Yine öyle olmuştu aslında.
Boşanmıştık. Boşandığımız için kendini suçlu hissediyordu. Bu yüzden bizimle fazladan alakadar oluyordu. Ta ki bugüne kadar...
Gözümden akan bir damla yaşı elimin tersiyle yanağımdan kazırcasına sildim. Ağlamayacaktım. Alışmıştım ben. Artık bunların beni üzmemesi gerekiyordu. Sırf üzülmemek için boşanmamış mıydım zaten?
"Bak ne yaparsan yap ama akşama o yemeğe yetiş. Yoksa yemin ederim seni eve almam."
Gülerek söylediğim sözlerle Yalın da güldü ve şımarıkça "Kıyamazsın sen bana," dedi.
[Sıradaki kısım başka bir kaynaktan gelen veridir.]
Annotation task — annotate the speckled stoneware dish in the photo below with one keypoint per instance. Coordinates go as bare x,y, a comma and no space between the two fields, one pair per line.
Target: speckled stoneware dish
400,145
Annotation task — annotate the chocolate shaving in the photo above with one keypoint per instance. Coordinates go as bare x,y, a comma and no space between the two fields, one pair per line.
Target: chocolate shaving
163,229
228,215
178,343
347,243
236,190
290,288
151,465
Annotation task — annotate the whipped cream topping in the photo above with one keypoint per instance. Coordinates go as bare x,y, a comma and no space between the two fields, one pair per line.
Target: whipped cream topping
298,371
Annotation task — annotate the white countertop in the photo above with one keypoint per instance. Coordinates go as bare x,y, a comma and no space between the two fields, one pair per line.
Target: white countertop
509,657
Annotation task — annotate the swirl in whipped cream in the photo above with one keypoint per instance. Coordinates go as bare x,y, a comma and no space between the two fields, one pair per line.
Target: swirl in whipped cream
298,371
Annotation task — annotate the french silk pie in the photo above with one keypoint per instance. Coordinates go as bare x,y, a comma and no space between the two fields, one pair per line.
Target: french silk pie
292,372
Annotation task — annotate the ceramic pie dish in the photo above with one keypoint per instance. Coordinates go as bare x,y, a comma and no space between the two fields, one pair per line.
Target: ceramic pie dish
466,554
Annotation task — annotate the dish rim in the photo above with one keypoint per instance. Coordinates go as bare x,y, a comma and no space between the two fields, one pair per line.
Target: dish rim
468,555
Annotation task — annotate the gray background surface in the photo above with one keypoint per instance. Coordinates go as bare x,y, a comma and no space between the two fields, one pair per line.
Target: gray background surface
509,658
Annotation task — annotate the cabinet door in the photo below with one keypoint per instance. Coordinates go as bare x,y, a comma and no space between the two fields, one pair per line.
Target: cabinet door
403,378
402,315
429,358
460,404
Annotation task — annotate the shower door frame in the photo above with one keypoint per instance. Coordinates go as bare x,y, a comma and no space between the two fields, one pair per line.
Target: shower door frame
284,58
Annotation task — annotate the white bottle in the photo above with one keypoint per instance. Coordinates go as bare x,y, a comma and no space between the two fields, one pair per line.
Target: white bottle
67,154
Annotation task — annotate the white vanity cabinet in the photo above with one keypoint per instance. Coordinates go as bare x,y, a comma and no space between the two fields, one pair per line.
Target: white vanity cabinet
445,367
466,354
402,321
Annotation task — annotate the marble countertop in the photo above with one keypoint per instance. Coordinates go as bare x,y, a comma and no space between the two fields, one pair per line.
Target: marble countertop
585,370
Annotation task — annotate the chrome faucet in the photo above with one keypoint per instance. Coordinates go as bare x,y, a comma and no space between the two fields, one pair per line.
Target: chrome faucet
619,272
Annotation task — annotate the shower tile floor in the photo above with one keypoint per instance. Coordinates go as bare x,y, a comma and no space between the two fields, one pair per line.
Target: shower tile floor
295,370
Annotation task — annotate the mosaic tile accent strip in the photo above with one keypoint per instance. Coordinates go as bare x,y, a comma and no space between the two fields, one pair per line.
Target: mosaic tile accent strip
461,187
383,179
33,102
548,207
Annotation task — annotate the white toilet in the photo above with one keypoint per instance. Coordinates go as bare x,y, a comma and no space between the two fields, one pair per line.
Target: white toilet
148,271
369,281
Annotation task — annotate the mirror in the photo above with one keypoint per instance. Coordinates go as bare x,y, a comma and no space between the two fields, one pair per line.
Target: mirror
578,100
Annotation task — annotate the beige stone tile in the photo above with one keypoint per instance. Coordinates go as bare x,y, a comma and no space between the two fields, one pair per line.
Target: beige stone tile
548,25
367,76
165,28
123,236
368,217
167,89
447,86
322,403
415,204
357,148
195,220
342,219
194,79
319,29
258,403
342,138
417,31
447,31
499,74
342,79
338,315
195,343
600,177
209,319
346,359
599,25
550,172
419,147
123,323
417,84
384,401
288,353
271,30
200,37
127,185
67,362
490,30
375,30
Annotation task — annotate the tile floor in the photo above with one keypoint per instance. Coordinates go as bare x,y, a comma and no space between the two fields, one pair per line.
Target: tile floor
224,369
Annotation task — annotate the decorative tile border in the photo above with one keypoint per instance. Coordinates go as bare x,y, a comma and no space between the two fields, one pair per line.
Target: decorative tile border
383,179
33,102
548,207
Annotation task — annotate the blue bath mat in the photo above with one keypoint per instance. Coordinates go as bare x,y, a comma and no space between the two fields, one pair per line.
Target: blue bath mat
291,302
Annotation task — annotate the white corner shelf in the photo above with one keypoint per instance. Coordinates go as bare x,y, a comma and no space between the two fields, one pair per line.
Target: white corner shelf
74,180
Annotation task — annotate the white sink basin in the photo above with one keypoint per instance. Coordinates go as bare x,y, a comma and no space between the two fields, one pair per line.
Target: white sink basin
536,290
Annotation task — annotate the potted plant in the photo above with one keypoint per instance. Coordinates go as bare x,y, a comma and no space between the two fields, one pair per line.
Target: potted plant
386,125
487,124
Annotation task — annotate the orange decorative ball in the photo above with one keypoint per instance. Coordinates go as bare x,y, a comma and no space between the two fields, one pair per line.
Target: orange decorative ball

"Sen akşam hele bir geç kal da bak bakalım kıyıyor muyum kıymıyor muyum? Neyse şimdi oyalama beni, işim var. Kapatıyorum," dedim ve Yalın "Dur kapatma," diye resmen bağırdı. Az kalsın kulağımla omzum arasına sıkıştırdığım telefonumu düşürecektim.
"Noldu?"
Merakla sorduğumda "Seni çok seviyorum biliyorsun değil mi?" diye sordu. Ağzım kulaklarıma varırken "Akşam geç kalma ihtimaline karşı gönlümü hoş tutmaya çalışıyorsun bence, onu biliyorum." dedim.
"Aşk olsun Asya'm."
"Olsun olsun, hadi sen de oyalanma. İşini hallet çık hemen yola."
"Beni sevdiğini söylemeden hayatta kapatmam telefonu."
"İyi seviyorum, kapat hadi." derken sırıtıyordum.
ŞİMDİ OKUDUĞUN
Boşansak da Beraberiz! (Tamamlandı)
General FictionAdliyenin bahçesinde Yalın'la birbirimize sudan çıkmış balık misali baktık. Bitmişti. Resmen boşanmıştık. "Bitti." Yalın gerçeği benden önce dile getirirken kafamı onaylarcasına salladım. Hâlâ gerçekmiş gibi gelmiyordu. "Evet. Garip hissediyorum."...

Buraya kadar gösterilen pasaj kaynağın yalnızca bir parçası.